As vítimas são João Clemente
Pereira, de 63 anos, Miranilde Pereira da Silva, de 75, e Marcos Moreira, de
33;
Após a injeção, o técnico
aguardava a reação desses pacientes, que acabavam sofrendo parada cardíaca.
Além disso, devido a presença de outros integrantes no quarto, ele realizava
manobra cardíaca na vítima, com o objetivo de "disfarçar" o crime.
Em coletiva, a polícia
informou que os crimes eram operados por um homem e duas mulheres.

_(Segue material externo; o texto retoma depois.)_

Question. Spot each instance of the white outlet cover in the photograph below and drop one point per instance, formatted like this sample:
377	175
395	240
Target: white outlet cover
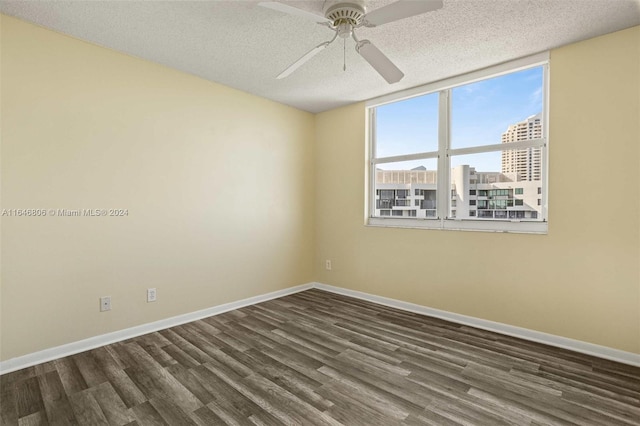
151	295
105	303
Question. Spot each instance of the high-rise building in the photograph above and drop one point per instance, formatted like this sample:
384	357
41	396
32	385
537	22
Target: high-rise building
474	195
527	163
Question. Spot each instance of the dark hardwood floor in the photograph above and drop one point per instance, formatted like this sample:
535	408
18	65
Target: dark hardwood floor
320	358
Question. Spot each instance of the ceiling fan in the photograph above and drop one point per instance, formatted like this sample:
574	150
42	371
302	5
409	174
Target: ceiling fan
345	16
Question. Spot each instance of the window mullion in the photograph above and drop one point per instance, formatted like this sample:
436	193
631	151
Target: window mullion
372	166
443	193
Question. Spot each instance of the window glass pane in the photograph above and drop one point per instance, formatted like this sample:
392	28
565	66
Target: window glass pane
406	189
407	127
500	195
498	110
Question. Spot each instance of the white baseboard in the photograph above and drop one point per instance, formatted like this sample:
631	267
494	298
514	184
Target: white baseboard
510	330
50	354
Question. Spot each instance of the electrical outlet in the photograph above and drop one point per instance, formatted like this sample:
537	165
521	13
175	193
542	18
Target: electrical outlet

Na ocasião,
o técnico era responsável por aplicar a medicação, enquanto elas observavam a
porta para que ninguém entrasse.
Apurações iniciais apontam que
o técnico de enfermagem se passou por um médico, entrou no sistema — que faz a
prescrição dos medicamentos no hospital — que estava aberto, e prescreveu esse
medicamento.
Ele também teria ido até a
farmácia para buscar os remédios, os preparado, e escondido no jaleco para
aplicar na veia dos pacientes.
Suspeitas e prisões:
Duas mortes ocorreram no dia
19 de novembro, já a terceira no dia 1° de dezembro de 2025.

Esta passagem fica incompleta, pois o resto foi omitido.